Sandboxing Code Execution
If your agent can run arbitrary code (run_python, shell exec), sandboxing becomes existential. The minimum viable approach: subprocess isolation with resource limits.
import subprocess
import resource
def run_sandboxed_python(code: str, timeout_sec: float = 10.0) -> str:
"""
Run Python in a subprocess with CPU/memory limits.

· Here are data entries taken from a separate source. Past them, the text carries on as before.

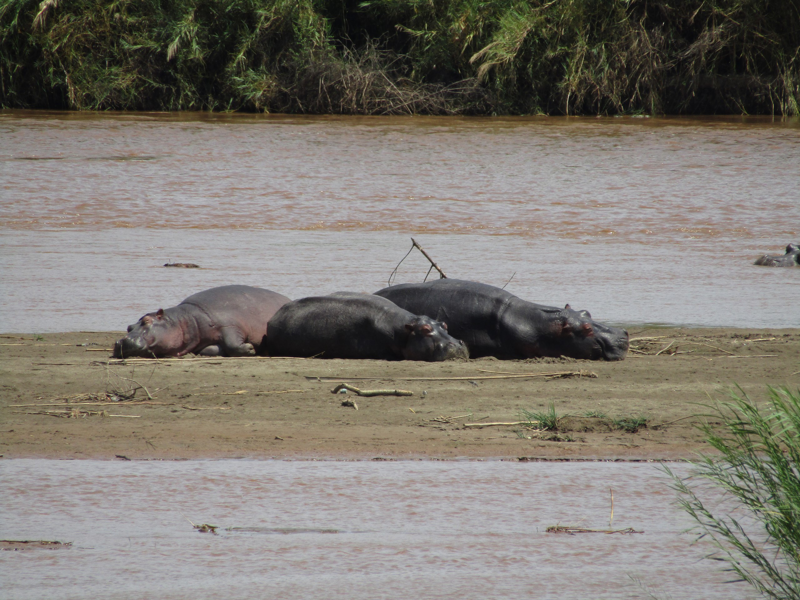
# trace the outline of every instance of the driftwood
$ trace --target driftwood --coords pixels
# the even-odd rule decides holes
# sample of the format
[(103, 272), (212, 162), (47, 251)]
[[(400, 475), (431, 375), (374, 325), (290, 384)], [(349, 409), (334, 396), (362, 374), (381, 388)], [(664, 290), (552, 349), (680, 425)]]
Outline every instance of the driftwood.
[(499, 422), (494, 423), (464, 423), (465, 427), (496, 427), (502, 426), (514, 426), (514, 425), (528, 425), (530, 423), (538, 423), (538, 421), (510, 421), (510, 422)]
[[(430, 254), (429, 254), (427, 252), (426, 252), (425, 249), (417, 242), (417, 240), (415, 240), (414, 238), (411, 238), (411, 248), (409, 250), (408, 252), (406, 253), (406, 256), (404, 256), (402, 258), (400, 259), (400, 262), (398, 262), (398, 264), (394, 267), (394, 269), (392, 270), (392, 272), (390, 274), (389, 274), (389, 281), (387, 282), (388, 285), (390, 285), (390, 286), (392, 285), (392, 278), (397, 274), (398, 269), (400, 268), (400, 265), (402, 265), (402, 262), (408, 258), (408, 255), (411, 254), (411, 252), (414, 250), (414, 248), (416, 248), (420, 252), (422, 252), (422, 255), (426, 258), (427, 258), (428, 262), (430, 263), (430, 268), (428, 269), (428, 273), (427, 273), (427, 274), (426, 274), (425, 279), (423, 280), (423, 282), (424, 281), (427, 281), (428, 275), (430, 274), (430, 271), (432, 271), (434, 269), (436, 269), (436, 270), (438, 270), (439, 272), (439, 278), (440, 279), (446, 279), (447, 278), (447, 275), (445, 274), (445, 272), (443, 270), (442, 270), (441, 267), (439, 267), (439, 266), (437, 265), (436, 262), (434, 262), (434, 259), (430, 258)], [(512, 275), (512, 277), (513, 277), (513, 275)]]
[[(502, 373), (502, 371), (484, 371), (485, 373)], [(592, 371), (548, 371), (544, 373), (513, 373), (504, 375), (484, 375), (479, 377), (325, 377), (318, 375), (306, 375), (306, 378), (313, 382), (458, 382), (480, 381), (486, 379), (514, 379), (515, 378), (543, 377), (546, 379), (558, 379), (565, 377), (596, 378), (597, 374)]]
[[(347, 390), (359, 396), (370, 398), (371, 396), (413, 396), (414, 392), (408, 390), (359, 390), (346, 383), (340, 383), (330, 390), (331, 394), (338, 394), (342, 390)], [(358, 409), (357, 409), (358, 410)]]
[(633, 527), (625, 529), (585, 529), (583, 527), (564, 527), (560, 525), (551, 525), (546, 530), (548, 534), (643, 534), (644, 531), (637, 531)]
[(140, 418), (140, 414), (109, 414), (107, 410), (78, 410), (77, 408), (72, 410), (38, 410), (36, 412), (25, 412), (22, 410), (12, 410), (16, 414), (46, 414), (50, 417), (61, 417), (62, 418), (78, 418), (78, 417), (123, 417), (127, 418)]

In production, use Docker, gVisor, or Firecracker instead.
"""
# Blocklist dangerous imports
BLOCKED = ["os.system", "subprocess", "importlib", "__import__", "eval", "exec"]
for pattern in BLOCKED:
if pattern in code:
raise PermissionError(f"Blocked pattern in code: `{pattern}`")
result = subprocess.run(
["python3", "-c", code],
capture_output=True,
text=True,
timeout=timeout_sec,
# Resource limits via preexec_fn (Unix only)
preexec_fn=lambda: (
resource.setrlimit(resource.RLIMIT_AS, (256 * 1024 * 1024,) * 2),
resource.setrlimit(resource.RLIMIT_CPU, (5, 5)),
),
)
if result.returncode != 0:
raise RuntimeError(f"Code failed: {result.stderr[:500]}")
return result.stdoutFor production, use container-level sandboxing (Docker with --network=none --read-only --memory=256m) or dedicated sandbox services (E2B, Morph). The subprocess approach above is appropriate only for dev/test environments.
Key Takeaways
- Blast radius is a design input: define the worst-case outcome before writing agent code and ensure sandboxing constrains it to acceptable levels.

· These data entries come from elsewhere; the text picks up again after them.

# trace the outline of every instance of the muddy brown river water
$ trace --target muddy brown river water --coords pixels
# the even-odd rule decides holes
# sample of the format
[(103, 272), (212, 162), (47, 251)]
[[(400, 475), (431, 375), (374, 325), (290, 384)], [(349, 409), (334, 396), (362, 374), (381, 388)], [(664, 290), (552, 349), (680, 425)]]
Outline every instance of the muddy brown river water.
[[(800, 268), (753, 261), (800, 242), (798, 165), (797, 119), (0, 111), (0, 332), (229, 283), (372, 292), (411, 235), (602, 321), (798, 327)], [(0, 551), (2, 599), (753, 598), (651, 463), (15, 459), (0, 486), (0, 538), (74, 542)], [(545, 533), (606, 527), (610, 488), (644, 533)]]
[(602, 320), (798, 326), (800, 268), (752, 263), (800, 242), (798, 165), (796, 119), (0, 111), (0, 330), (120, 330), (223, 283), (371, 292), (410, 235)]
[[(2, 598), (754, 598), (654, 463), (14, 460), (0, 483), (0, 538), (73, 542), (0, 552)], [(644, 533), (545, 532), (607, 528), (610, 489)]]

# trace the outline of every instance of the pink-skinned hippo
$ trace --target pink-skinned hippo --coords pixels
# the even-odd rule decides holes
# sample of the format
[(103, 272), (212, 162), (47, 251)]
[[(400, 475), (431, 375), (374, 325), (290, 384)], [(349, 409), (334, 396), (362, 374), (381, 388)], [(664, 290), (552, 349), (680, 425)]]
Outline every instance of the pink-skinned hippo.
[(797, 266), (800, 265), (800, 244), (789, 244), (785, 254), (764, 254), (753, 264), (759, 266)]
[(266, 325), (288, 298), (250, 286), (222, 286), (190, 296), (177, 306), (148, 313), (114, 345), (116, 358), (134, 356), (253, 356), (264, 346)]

- Permission scopes are set by the orchestration layer at task creation — agents must never self-grant permissions.
- Dry-run mode should enforce the same permission checks as live mode — it is not a bypass, it is a preview.
- Write rollback records before destructive actions execute, not after — a mid-action crash still needs a recovery path.
- Blocklisting dangerous patterns in code execution is a first line of defense, not a complete solution — use container sandboxing for production.
- Every permission denial and rollback event should emit a structured log entry; the audit trail is your incident response tool when something goes wrong.